Your girlfriend is kind of a mess, and so are you. (Look, they don't call this Tough Love for nothing.) But you're supposed to be messes right now. Recently separated and newly tasked with raising kids on your own — and at least one of you unemployed — this is the get-off-my-case, duly warranted, totally justified "kind of a mess" phase of your lives. Things are not ideal here, man!
But two hot messes do not a happy home make. How are you guys going to co-manage a family of five or more when you can't even communicate with each other? Listen closely: She's trying to tell you — in a passive-aggressive, "kind of a mess" way — that she's not coming to live with you.
Hatching this move-in plan was romantic, and working toward it was optimistic. But getting your kids excited about it was careless and unfair. You and your far-away female have obligations beyond your own loneliness. Maybe she realizes this and that's why she's stalling (although I question the prudence of a woman who'd adopt a "cuddle buddy" and tell her boyfriend about it).

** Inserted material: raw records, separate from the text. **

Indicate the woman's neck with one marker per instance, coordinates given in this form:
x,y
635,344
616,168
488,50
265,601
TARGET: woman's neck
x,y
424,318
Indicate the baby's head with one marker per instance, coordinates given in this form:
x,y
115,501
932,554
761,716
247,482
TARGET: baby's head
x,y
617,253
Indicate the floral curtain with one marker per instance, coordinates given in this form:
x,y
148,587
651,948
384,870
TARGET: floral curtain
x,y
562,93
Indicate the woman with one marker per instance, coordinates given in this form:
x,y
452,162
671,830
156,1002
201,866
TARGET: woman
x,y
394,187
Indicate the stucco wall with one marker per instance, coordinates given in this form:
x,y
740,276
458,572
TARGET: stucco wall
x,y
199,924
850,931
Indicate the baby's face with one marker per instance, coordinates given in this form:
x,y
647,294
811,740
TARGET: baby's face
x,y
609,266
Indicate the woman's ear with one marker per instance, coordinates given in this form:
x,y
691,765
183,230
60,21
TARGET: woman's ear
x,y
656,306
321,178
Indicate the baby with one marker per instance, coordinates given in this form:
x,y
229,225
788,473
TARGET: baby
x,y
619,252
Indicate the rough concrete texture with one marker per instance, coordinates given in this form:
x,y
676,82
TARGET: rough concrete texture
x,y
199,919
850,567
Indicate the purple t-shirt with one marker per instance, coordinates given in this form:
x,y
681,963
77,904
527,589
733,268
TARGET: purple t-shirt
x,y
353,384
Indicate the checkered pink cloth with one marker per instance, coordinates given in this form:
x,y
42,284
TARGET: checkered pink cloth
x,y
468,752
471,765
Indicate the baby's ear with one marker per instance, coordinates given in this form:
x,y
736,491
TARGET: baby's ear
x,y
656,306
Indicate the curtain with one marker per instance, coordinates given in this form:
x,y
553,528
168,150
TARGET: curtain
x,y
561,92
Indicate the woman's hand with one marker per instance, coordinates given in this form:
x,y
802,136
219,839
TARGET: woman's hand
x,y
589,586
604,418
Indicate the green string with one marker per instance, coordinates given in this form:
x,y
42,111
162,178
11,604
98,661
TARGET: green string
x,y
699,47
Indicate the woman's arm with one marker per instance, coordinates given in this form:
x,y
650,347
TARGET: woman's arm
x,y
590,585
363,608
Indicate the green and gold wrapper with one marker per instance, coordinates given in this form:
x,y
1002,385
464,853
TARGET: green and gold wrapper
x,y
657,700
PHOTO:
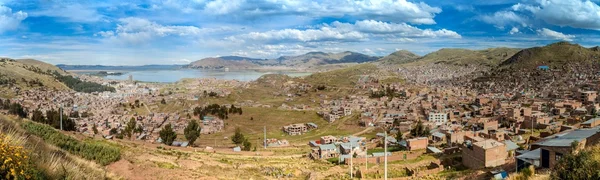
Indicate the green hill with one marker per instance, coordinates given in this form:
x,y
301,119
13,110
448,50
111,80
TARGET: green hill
x,y
554,56
26,74
398,57
487,57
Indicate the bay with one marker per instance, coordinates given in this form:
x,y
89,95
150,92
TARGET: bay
x,y
169,76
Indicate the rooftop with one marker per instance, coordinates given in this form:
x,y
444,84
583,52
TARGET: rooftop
x,y
565,139
591,121
488,143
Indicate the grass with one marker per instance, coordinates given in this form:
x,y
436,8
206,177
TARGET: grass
x,y
390,149
53,162
274,120
165,165
16,70
97,151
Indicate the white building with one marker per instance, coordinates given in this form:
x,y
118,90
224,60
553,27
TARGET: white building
x,y
438,118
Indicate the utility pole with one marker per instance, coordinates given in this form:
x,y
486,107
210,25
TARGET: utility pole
x,y
385,153
366,157
351,154
61,117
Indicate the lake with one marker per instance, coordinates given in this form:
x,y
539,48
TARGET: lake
x,y
168,76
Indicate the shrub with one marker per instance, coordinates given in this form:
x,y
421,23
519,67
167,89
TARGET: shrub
x,y
97,151
15,162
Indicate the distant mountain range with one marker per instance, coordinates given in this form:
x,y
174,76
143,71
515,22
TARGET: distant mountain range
x,y
307,60
117,68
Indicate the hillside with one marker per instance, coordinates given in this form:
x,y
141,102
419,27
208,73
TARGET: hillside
x,y
568,66
398,57
553,55
27,74
117,68
312,59
488,57
218,63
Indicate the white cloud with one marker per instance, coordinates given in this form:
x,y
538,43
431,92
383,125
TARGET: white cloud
x,y
9,20
386,10
338,31
501,19
514,30
555,35
574,13
71,12
221,7
137,30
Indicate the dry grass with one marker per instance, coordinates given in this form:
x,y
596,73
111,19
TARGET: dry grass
x,y
54,162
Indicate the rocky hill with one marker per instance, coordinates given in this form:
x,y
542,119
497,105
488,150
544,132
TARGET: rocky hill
x,y
398,57
320,58
543,70
219,63
26,74
488,57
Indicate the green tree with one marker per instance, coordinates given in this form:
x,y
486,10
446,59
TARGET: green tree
x,y
131,125
247,145
192,131
38,116
95,129
399,136
167,134
582,165
238,138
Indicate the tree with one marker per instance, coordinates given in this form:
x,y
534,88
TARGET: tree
x,y
131,125
113,131
167,134
238,138
138,130
247,145
192,131
95,129
38,116
399,136
582,165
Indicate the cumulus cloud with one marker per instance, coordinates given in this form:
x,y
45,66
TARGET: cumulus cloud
x,y
70,12
544,32
386,10
574,13
9,20
338,31
514,30
501,19
138,30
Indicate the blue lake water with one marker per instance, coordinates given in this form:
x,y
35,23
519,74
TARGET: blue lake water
x,y
168,76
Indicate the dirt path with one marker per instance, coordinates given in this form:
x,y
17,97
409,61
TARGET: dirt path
x,y
369,129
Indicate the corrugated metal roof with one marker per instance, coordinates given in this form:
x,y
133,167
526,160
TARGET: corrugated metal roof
x,y
533,155
510,145
565,139
434,149
591,121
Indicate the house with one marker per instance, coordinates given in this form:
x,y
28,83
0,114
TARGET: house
x,y
554,147
295,129
328,139
484,154
417,143
590,123
528,158
588,96
328,151
237,149
438,118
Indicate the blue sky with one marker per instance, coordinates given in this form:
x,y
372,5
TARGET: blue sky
x,y
114,32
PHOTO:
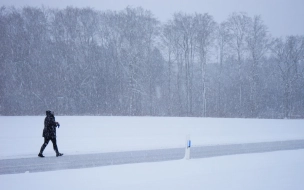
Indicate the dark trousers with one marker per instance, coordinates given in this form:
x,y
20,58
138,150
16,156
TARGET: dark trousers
x,y
46,142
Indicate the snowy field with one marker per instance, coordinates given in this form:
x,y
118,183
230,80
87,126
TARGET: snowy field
x,y
20,137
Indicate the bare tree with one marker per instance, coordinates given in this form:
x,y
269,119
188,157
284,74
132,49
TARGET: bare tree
x,y
238,27
289,53
205,34
258,42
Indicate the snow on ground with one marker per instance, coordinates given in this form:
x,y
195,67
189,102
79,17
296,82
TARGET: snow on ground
x,y
283,170
21,137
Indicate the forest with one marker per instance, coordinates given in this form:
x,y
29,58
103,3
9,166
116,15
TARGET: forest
x,y
82,61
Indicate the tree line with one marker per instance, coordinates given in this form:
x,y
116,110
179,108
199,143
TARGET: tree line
x,y
81,61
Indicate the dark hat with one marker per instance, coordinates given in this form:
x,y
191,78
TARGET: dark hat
x,y
48,112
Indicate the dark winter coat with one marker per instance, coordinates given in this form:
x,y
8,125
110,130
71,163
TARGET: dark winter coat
x,y
50,125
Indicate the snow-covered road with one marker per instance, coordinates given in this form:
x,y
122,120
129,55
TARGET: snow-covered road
x,y
24,165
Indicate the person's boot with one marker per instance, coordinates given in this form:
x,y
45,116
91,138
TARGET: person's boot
x,y
41,151
59,154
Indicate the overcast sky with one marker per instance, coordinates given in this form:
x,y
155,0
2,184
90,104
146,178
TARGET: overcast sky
x,y
283,17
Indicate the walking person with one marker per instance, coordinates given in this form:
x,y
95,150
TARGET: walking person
x,y
49,133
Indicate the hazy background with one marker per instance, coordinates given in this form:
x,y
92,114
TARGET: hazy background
x,y
281,16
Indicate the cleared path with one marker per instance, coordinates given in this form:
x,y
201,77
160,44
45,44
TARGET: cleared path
x,y
22,165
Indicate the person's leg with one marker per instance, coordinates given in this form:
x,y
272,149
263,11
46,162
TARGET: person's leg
x,y
54,141
46,141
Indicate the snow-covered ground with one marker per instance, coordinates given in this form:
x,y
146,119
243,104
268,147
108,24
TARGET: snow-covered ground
x,y
21,137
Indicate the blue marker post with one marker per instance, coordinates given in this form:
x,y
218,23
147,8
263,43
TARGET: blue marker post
x,y
188,146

This isn't happening for you right now, my friend. I'm so sorry. It isn't. But there's something your kids need more than someone to call mom. They need their dad. They need you to focus on them, and on yourself. They need you to sleep, and eat, and get a job, and find a place to live, and not be torn up inside. They need you to be the guy who is so "no longer a mess" that he doesn't pine for broken women who snuggle their neighbors. So go find that guy. And cuddle him good.
Send me your dilemmas via email: ToughLove@TheWeek.com. And follow me on Twitter: @ToughLoveAdvice.
Update: I (incorrectly!) assumed that "recently separated vet" referred to these veterans' marital status, when in fact it's a military term referring to the end of one's service. As the questioner explains in a follow-up: "She has never been married and separated from the military about 18 months ago. I have been divorced for almost a year but was separated from my ex spouse for almost a year before the divorce became final. I separated from the military 1 year ago, almost to the day." Apologies for the misunderstanding!